What belongs in a libary? And of those things, which are the most significant? A recent exhibit at the New York Public Library makes me wonder.Kate Dolan asks what should be in the New York Public Library

“If the devil himself wrote a book, we’d want it in the Library.” So said Edwin Hatfield Anderson, director of the New York Public Library from 1913-1934. He took the reins when the landmark library building with the lions out in front was still brand new. Though John Jacob Astor left money to establish a public research library in 1848, it was not until 1895 that Astor’s library combined with other trust libraries to create a central public library in New York. And then it took them years to build a structure big enough to hold all the books.

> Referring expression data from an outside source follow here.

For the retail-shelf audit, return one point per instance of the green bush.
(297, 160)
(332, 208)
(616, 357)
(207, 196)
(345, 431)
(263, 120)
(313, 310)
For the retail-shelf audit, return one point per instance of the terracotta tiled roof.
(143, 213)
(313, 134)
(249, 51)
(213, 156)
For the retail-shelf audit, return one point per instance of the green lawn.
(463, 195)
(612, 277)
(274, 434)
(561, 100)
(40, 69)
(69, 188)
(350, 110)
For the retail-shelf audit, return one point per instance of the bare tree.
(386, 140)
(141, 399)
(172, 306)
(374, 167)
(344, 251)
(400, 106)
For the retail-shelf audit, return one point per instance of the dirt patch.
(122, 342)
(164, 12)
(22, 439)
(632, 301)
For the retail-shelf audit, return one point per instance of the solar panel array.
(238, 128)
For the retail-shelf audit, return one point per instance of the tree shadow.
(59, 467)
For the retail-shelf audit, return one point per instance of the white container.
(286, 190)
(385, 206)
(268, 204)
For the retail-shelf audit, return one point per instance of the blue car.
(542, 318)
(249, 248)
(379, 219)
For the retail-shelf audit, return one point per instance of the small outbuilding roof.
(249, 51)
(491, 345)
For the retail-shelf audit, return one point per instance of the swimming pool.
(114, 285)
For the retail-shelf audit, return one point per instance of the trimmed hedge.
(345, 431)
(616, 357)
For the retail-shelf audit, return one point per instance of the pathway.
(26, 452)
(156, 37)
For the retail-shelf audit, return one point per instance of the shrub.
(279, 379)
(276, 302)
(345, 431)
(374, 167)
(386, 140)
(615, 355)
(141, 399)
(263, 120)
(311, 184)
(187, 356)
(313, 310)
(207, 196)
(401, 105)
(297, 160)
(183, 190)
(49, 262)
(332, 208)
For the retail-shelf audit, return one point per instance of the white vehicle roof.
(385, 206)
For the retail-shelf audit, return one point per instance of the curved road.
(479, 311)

The city offered the site of an old reservoir and also proposed to pay for construction and maintenance of the building if the trustees would let the pubic use the library for free. Free lending libraries are something most of us take for granted but, for most of the history of the printed words, books were the property to the wealthy and some thought the common man did not need access to many books or could not be trusted to care for them properly.

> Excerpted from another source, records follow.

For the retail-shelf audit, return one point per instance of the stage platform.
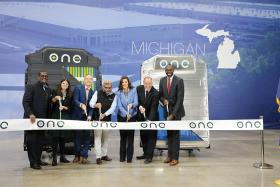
(228, 163)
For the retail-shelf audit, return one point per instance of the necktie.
(87, 92)
(168, 85)
(146, 94)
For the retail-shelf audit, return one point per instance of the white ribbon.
(53, 124)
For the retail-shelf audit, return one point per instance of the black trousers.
(34, 146)
(58, 141)
(173, 141)
(148, 140)
(126, 141)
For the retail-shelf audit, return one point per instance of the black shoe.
(43, 163)
(63, 159)
(98, 161)
(35, 166)
(106, 158)
(140, 157)
(54, 162)
(147, 161)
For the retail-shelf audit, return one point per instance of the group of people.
(129, 103)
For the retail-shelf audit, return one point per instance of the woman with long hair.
(127, 100)
(62, 99)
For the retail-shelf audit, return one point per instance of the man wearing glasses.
(36, 104)
(104, 103)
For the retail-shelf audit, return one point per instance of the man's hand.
(32, 118)
(128, 117)
(165, 102)
(129, 106)
(98, 105)
(57, 97)
(89, 118)
(102, 116)
(142, 110)
(170, 117)
(83, 107)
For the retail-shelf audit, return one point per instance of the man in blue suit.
(82, 111)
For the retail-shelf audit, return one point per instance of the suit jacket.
(150, 103)
(67, 101)
(176, 96)
(37, 101)
(79, 96)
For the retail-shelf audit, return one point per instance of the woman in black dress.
(62, 99)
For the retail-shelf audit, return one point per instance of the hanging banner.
(52, 124)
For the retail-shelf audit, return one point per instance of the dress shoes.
(106, 158)
(83, 160)
(54, 162)
(140, 157)
(98, 161)
(173, 163)
(35, 166)
(63, 159)
(43, 163)
(76, 159)
(167, 160)
(148, 161)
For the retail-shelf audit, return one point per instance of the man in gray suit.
(171, 93)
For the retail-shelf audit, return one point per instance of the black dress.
(65, 114)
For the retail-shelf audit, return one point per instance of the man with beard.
(171, 93)
(36, 103)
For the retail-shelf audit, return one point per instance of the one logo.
(53, 57)
(4, 125)
(181, 63)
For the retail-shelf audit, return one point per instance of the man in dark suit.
(82, 111)
(171, 92)
(148, 110)
(36, 103)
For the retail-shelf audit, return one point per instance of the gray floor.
(228, 163)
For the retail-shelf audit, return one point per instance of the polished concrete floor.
(228, 163)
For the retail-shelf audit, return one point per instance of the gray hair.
(107, 82)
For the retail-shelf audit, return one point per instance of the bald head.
(169, 70)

The new library was not ready to open until 1911, so the New York Public Library just celebrated its 100th anniversary with, among other things, a special exhibit highlighting the library’s collections and mission. This exhibit was still on display in early 2012 so I had a chance to walk through on a recent trip to the city. I had fun looking at what they chose to include, but I also wonder about the things they did not.

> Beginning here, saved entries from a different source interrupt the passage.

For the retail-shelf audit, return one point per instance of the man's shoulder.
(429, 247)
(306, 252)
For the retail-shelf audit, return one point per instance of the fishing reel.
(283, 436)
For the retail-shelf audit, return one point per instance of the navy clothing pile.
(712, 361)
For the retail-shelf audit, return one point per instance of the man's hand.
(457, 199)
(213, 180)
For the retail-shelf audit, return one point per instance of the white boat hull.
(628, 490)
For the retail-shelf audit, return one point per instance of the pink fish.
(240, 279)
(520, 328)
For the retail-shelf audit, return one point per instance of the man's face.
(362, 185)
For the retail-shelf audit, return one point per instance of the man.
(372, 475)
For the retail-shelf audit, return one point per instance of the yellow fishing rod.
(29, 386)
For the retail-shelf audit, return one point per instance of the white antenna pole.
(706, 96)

The exhibit was organized by four carefully-chosen themes: observation, contemplation, society and creativity. I ignored the themes and just wandered around.

The displays included much more than books and that’s not surprising—an exhibit composed entirely of books would be pretty much indistinguishable from the regular library shelves.

Glass cases included an Edison wax cylinder phonograph, Sumerian clay cuneiform tablets, e.e. cummings’ typewriter and Charlotte Bronte’s writing desk. An “adult video” magazine with a brown paper cover sat next to a photograph of soldiers who perished at the Battle of Gettysburg. These items are significant to the history of communication and literature and are the types of things I would expect to see in an exhibit like this. Admittedly, the decision to include the porn magazine was questionable in my opinion and I would have been more inclined to place it next to the copy of Mein Kampf rather than with an artifact from one of the most solemn and poignant chapters in our nation’s history, but then I don’t have a degree in library history so what do I know?

In any case, there were some other things I wasn’t sure belonged at all. Work by an artist said to be known for making paper out of mud and taking pictures of footprints? Sounds like something any number of grade school children would be capable of. And there were cyanotype prints of plants by Anna Atkins—I doubt they would have been included if the photographer had been male. Is a development more significant if it is the work of a historically under-represented minority? I don’t personally think so, but that’s my own very politically un-correct opinion.

And I’m straying from my initial question about what belongs in a library and what should be considered the most significant parts of the collection worthy of inclusion in the 100th Anniversary exhibit. I would have liked to have seen the most popular books of each decade in terms of circulation. And maybe the most expensive reference books. Or maybe some of the more interesting non-book items that the library has lent out over the years. (The library where I grew up used to let patrons check out paintings and sculptures. I annoyed my parents by replacing their traditional artwork with Warhol prints and putting statues in the refrigerator in place of the ketchup bottle.) Those things seem more pertinent to the history of a library than a video display showing women dancing in costumes that reminded me of the Kleenex dresses we used to make for our Barbie dolls. But then, that’s just my opinion.

What do you think belongs in a library? And what should be highlighted when that library celebrates a milestone?